Should You Look Before You Leap?

By Astrid Engels

If this hasn't happened to you, you've at least known someone or read a book or something where it does happen: two people meet, instantly fall in love and then do something extreme, whether it's dropping their whole lives and running away to Iceland together or simply getting married. Sounds totally romantic, I know. Or does it?

I'm of two minds about this one, probably because I've been there. In my younger, yet equally head strong, days, I completely lost it over a man who was 15 years older than me. We'd been dating for just three months when in a flurry of emotion I sublet my amazing apartment, packed my bags and moved in with him.

What happened next was the stuff of nightmares not romantic dreams. He attacked me. Though I'm kind of glib about it now, at the time I felt like my world had fallen apart. Not only was I loveless, I was homeless. And on top of all that, I'd started to doubt my own abilities about feelings and instincts. It happened so suddenly and so intensely it was as though I was watching myself in a movie.

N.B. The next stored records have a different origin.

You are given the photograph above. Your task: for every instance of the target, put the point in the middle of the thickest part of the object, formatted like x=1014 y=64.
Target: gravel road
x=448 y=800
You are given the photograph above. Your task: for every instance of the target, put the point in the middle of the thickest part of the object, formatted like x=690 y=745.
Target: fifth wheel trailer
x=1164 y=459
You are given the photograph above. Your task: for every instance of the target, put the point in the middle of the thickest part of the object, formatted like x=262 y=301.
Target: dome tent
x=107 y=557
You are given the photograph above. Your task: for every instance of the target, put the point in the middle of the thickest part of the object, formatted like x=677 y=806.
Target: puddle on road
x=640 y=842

Should I have been more discerning about what could possibly lie ahead? Perhaps. But seeing as how I did make it out alive, I'm not sure if I would do things any differently if I could go back. Sometimes putting a buffer on happenstances of the heart like this also puts a buffer on the amount of emotion you get to experience.

I think that's the way a lot of leap before you look lovers look at things. Whatever may come, they risk taking the good with the bad. They never sacrifice the good to same themselves from potential bad. Without taking a chance on anything, the reason, you'll just end up an old sad bundle of middle ground. Life is simply too short not to chance an occasional extreme.

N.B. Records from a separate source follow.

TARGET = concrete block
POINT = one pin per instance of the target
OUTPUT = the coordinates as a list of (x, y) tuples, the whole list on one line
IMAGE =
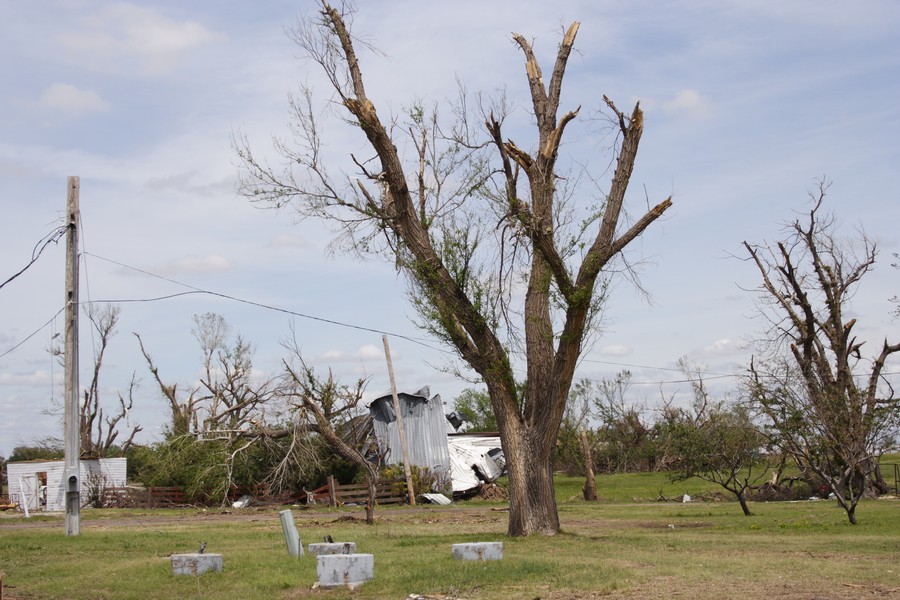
[(352, 570), (478, 551), (196, 564), (332, 548)]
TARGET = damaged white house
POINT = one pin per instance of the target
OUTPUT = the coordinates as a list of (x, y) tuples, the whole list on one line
[(39, 484), (465, 459)]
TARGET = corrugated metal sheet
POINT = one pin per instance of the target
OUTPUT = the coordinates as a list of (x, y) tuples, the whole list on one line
[(425, 427), (109, 472), (471, 460)]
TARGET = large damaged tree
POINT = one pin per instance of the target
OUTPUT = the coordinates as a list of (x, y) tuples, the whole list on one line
[(825, 400), (505, 263)]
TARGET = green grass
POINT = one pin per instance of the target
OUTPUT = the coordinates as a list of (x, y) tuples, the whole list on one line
[(616, 546)]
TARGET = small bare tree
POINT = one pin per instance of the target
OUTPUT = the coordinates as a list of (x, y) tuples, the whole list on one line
[(827, 404), (715, 441), (326, 408), (100, 430)]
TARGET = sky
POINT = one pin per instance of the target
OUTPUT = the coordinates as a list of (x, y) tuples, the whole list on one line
[(747, 105)]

Like everything, there are two sides to this debate. Sure, I'm all in favor of following one's heart, especially if it leads you to some unexpected places away from your chosen path. But there is a world of difference between being someone who has a chance encounter with someone amazing and someone who makes it a habit of thriving on the drama of falling in and out of love.

People like this most certainly exist. I call them "love-bleweeds". They make a life out of tumbling around, building up one relationship and life, only to completely uproot and reconfigure when the next one comes along. After you've done this for long enough, it's very possible to forget how to be calm, comfortable and exercise any follow through.

I suppose some people are happy like this and if so, more power to them. However, there are lots of casualties surrounding someone who lives like this: they have friends and co-workers and lovers and neighbors and pets and a life that gets set up. When you drop everything at the sight of the next "soulmate" who comes along, there are bound to be a heap of people in your wake who are going to feel something missing when you're gone.

It's a rare thing full of unspeakable joy when you fall in love hard, fast and intense. You simply have to go for it. And if you're really lucky, and you've had some experience, perhaps you'll master doing so and keeping the rest of your life intact without having to sacrifice any of love's intensity.